Work of Beneker on Display at Baker For Two Weeks Recalls Pennell

The group of oil paintings now on exhibit at the Bake Library of the Business School in Room 223 contains some outstanding studies of industrial subjects by Gerrit A. Beneker. More restricted in field than the late Joseph Pennell, Mr. Beneker has undertaken to show only the art of steel manufacture and the men who engage in the task. Unlike the etchings of Pennell which represent merely the image that reaches the human eye, the rich oils of Beneker convey all the realism of being, and all the strength and solidity of steel. Perhaps it is the medium in which the work is done that accounts for the difference; the paintings depict with more life-like fidelity and color the shapes of qualities of things, the stylus tends to tinge the reproduction with the impression that the mind receives, and the imagination which is evoked by the vision.

The difference may be in the man. Both worked in industrial subjects, both were Carl Sandburgs in the field of painting. Just as Sandburg found as much beauty in the steel of a skyscraper as in the waving wheat, so Pennell and Beneker were not so blinded by the beauty of Nature as to foresake the task of translating onto canvas beauty for the hand of man. Beneker made these oil paintings while in actual contact with the operations of the steel mills in Cleveland 12 years ago.

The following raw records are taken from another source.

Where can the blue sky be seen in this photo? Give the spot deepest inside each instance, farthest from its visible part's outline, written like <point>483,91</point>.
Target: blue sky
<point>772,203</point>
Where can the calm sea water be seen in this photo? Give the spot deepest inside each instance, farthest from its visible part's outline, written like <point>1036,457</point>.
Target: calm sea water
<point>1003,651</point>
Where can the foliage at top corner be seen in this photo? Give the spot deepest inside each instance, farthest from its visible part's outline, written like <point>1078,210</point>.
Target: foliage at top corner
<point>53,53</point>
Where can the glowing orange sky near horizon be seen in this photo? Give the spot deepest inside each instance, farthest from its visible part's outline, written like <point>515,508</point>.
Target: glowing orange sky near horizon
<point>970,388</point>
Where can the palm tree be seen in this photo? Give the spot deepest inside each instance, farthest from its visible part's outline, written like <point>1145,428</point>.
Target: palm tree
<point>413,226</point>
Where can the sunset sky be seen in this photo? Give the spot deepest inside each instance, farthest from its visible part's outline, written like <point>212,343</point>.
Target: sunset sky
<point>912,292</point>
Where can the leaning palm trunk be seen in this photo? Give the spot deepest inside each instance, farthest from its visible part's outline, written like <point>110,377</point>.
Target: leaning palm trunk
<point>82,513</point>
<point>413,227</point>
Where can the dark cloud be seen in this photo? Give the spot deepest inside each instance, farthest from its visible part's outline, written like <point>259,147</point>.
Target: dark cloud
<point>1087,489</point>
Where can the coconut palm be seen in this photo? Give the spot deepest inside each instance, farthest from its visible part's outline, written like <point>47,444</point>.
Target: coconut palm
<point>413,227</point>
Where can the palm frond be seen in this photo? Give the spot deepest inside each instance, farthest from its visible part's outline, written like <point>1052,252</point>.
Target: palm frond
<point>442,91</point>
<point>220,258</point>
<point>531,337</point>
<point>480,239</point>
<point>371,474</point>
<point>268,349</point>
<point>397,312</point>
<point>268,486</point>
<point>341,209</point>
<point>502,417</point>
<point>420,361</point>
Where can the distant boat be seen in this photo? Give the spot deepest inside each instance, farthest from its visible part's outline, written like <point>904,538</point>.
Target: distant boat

His closer acquaintance with the subject, lessened the complement of imagination necessary to register the whole image on canvas. He is impersonal. He catches with the eye, of the camera, and he fortifies the object with symbolism; but his symbolism is the soul emanation of the object, not the essence which the mind imposes upon it. When Rivers, the famous Mexican mural painter, draws a tractor, he does not delve into his folio for a model or into the store of his technical information for the knowledge, but relies upon his mental image, with the result that his machines though often crude and grotesque, are always recognizable and familiar.

Beneker's men and machines, his colors, his spaces, his lights, are drawn with a mathematical accuracy that is not cold, for its all of its exactitude. There is a certain dignity, hardness, and massiveness, that is the very essence of steel. Steel is cold and immaterial Steel is smooth. It is this spirit of the metal itself that reflects in Beneker's men, and materials.